No presente número da vossa revista fazemos foco no mergulho e na náutica de recreio, atividades de lazer e de tempos livres, saudáveis para o corpo e para a mente, que são também oportunidades de negócio. Como se sabe, temos muitas milhas de costa no Continente, nos Açores e na Madeira e também numerosos planos de água, rios e albufeiras, as rias Formosa, de Alvor e de Aveiro, e os estuários protegidas do Tejo e do Sado.

Contudo, antes de abordar este tema é incontornável olhar para a “economia do mar” como um todo, e para os efeitos da recente pandemia da COVID–19. O combate epidemiológico à pandemia obrigou ao confinamento da população, ao lockdown, travando a fundo a economia e provocando uma severa crise económica e social. Os economistas estimam que após atingir o fundo, a cava, algures no 2º trimestre, se inicie a recuperação, mais ou menos rápida conforme os setores, em V, em U ou em L, ninguém sabe ainda, nem se sabe da possibilidade de uma 2ª vaga da pandemia. Não esquecer que hoje a nossa economia é muito aberta ao exterior.

Vista aérea da Marina de Oeiras (imagem Oeiras Marina)
Vista aérea da Marina de Oeiras (imagem Oeiras Marina)

A pesca tem sido particularmente afetada, pois o “peixe fino” era maioritariamente adquirido por restaurantes, agora fechados ou com a sua atividade muito reduzida; foi objeto de medidas de apoio, quer do Governo, quer da Comissão Europeia, que alterou mesmo o regulamento do European Maritime and Fisheries Fund, para lhe dar maior flexibilidade.

O shipping e os portos sofrem a redução das exportações e uma menor importação de matérias primas; talvez seja este um dos subsetores que recuperará mais depressa, exceto no que se refere a atividades de navios de cruzeiro, nos rios ou no mar.
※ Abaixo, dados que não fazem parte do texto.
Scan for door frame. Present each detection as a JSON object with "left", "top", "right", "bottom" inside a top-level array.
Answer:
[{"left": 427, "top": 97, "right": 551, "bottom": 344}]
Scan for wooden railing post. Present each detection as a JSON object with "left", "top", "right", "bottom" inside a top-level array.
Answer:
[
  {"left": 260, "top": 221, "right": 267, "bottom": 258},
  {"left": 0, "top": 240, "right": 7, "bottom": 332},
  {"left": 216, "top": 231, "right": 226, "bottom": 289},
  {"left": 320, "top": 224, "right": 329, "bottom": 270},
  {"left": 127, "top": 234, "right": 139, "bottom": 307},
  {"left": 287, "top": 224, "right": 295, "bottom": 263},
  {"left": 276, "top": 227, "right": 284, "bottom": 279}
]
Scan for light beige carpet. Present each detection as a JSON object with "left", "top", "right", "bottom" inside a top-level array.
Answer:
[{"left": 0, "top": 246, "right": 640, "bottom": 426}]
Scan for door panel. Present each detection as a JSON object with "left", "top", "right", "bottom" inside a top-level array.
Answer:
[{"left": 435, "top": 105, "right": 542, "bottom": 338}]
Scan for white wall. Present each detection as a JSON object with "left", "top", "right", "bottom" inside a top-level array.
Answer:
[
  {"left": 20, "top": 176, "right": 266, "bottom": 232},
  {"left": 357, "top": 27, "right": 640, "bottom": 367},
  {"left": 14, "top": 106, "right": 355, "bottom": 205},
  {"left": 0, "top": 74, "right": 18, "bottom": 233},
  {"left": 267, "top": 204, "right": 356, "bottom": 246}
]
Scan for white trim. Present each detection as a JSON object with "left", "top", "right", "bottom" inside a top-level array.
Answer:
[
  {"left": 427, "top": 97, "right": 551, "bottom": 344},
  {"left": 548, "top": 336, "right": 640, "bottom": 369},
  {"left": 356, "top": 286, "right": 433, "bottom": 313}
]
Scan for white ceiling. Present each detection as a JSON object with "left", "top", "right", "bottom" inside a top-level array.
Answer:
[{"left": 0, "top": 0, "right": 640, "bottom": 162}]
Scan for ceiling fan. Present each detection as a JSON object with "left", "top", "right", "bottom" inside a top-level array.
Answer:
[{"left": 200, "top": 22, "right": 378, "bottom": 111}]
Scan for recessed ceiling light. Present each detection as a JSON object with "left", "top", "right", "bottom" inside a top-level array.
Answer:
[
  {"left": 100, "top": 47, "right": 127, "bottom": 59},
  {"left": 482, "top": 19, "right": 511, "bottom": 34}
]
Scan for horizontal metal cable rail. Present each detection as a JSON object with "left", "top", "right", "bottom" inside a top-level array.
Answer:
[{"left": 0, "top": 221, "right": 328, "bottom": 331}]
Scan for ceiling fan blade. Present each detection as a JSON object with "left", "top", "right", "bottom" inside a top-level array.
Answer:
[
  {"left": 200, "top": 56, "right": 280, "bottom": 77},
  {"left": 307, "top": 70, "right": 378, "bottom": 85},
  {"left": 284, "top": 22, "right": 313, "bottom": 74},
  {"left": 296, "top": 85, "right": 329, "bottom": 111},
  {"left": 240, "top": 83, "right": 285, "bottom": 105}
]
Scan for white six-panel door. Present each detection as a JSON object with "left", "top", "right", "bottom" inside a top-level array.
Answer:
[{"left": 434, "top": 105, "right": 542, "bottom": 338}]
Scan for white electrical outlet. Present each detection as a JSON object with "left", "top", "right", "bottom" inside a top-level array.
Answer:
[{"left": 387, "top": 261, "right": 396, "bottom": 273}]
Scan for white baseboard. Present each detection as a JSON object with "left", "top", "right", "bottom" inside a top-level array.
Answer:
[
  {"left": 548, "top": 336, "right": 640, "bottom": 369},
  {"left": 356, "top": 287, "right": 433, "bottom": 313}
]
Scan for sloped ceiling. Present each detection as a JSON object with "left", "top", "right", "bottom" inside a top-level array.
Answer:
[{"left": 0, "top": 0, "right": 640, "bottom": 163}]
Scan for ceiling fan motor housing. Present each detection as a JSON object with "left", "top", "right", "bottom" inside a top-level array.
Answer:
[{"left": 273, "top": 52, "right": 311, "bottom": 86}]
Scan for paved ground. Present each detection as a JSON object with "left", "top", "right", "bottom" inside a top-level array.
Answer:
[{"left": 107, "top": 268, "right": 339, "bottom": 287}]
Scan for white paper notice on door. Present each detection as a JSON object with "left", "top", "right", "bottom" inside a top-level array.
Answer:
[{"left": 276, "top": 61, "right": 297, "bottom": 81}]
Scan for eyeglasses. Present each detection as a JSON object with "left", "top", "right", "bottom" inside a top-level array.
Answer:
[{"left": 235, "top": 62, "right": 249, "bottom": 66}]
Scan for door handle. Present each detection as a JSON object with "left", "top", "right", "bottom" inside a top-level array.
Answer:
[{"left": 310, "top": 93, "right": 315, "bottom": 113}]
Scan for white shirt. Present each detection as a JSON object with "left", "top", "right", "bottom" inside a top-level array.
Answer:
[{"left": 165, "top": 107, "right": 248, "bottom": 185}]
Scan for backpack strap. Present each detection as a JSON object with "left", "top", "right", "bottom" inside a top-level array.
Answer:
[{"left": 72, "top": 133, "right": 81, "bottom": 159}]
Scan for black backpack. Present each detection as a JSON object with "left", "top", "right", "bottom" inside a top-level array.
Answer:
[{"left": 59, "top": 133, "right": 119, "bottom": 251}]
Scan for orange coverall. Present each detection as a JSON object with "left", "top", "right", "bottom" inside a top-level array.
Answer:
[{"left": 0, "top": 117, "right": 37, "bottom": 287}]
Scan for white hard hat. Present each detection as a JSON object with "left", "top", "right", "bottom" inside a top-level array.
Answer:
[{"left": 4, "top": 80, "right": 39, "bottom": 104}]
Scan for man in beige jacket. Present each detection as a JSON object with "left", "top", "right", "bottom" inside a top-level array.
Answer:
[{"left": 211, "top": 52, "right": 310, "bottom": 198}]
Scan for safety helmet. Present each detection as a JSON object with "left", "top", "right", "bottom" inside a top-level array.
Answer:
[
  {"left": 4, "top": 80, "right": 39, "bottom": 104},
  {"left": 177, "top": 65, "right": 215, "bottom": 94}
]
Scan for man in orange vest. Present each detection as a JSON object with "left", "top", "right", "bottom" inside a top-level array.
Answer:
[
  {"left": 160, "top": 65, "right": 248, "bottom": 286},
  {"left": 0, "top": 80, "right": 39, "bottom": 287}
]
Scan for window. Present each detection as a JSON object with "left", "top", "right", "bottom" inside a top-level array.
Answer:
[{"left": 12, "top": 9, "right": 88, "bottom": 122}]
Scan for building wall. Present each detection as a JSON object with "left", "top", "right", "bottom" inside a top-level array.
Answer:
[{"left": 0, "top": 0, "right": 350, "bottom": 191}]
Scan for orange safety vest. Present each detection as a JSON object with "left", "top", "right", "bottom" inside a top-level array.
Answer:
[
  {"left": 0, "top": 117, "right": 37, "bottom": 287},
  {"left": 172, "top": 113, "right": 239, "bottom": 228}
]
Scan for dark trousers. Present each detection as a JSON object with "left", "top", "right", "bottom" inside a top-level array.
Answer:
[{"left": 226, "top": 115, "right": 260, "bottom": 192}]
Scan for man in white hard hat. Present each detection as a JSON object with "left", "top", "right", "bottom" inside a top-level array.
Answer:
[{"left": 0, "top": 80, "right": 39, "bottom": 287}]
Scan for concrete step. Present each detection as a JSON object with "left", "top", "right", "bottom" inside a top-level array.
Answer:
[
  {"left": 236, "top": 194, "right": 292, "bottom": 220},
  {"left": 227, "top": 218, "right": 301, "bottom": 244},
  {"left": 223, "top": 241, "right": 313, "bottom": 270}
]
Vários sócios da APORVELA, a bordo da VERA CRUZ (direitos reservados)
Vários sócios da APORVELA, a bordo da VERA CRUZ (direitos reservados)

O turismo será muito afetado e terá, possivelmente, uma recuperação mais lenta. Hoje representa cerca de 10 % do PIB, mas com áreas próximas, como a marítimo-turística, chegará aos 17 %; é seguramente um dos maiores problemas, económicos e sociais.
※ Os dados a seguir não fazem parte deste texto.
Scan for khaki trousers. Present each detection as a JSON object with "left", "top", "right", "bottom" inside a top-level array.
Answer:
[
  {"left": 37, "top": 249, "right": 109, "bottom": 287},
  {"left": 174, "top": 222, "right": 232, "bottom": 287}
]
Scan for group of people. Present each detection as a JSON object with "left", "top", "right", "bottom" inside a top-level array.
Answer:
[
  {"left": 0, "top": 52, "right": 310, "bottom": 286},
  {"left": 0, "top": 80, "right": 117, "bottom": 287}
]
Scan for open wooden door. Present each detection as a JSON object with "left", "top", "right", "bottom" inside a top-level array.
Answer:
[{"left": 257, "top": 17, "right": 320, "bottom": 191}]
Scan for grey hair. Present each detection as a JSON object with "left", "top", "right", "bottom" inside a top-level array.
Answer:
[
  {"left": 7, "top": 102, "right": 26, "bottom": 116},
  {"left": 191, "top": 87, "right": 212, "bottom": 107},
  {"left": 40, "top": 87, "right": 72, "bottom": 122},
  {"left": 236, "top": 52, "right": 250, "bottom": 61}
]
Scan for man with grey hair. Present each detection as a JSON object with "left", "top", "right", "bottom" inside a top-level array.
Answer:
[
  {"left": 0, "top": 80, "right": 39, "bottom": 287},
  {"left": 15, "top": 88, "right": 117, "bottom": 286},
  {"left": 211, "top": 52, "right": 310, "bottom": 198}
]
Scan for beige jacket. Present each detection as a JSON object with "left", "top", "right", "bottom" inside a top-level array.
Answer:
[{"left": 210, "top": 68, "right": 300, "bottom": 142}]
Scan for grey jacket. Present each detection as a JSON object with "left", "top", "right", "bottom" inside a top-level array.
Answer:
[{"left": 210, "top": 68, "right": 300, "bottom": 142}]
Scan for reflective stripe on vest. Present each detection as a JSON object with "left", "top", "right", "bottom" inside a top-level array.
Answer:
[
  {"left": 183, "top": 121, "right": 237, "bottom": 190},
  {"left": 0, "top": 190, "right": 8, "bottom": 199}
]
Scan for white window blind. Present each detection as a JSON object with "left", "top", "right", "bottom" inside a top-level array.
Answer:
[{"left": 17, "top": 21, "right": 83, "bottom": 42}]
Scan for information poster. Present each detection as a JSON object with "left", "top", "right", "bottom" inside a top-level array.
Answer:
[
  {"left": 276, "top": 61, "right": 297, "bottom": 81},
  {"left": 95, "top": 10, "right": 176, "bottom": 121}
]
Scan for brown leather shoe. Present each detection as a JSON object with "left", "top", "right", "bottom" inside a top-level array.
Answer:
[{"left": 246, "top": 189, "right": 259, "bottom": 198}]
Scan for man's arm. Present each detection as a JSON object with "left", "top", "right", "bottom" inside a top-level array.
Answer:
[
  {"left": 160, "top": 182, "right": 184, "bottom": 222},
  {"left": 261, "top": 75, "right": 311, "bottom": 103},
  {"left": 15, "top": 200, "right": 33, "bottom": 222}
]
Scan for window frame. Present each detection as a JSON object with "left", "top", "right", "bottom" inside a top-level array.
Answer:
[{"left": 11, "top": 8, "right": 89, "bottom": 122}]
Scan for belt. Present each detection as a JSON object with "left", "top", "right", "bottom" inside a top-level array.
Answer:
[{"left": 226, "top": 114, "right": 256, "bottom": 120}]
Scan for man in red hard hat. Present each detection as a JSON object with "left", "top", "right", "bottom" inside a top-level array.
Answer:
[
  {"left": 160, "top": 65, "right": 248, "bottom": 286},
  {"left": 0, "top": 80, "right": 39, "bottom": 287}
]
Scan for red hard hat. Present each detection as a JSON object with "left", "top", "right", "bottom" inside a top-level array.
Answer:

A náutica de recreio, que recuperava ainda da crise financeira de 2012, será muito fustigada nas suas diversas facetas. A venda de embarcações parou, a atividade das marinas reduziu-se, as escolas de mergulho registam menos procura, muitas provas de surf e regatas foram já canceladas, como a vinda a Lisboa dos Tall Ships, adiada para agosto de 2021.

As instalações da Lindley em Alcabideche (imagem Grupo Lindley)
As instalações da Lindley em Alcabideche (imagem Grupo Lindley)

Contudo mantém-se alguns sinais positivos, a instalação em Setúbal de uma fábrica de embarcações de vela ligeira (classe laser) para o mercado internacional, a expansão do desporto escolar e a consolidação do projeto das Estações Náuticas.

O futuro a Deus pertence, a RM espera que … depois da tempestade venha a bonança. E que a “economia do mar”, como na crise anterior, mostre ser mais resiliente do que a maioria dos outros setores.

Mas, a vida continua, e noutro registo, importa felicitar a APORVELA pelo seu 40º aniversário e a firma LINDLEY pelos seus respeitáveis 90 anos. Os nossos sinceros parabéns!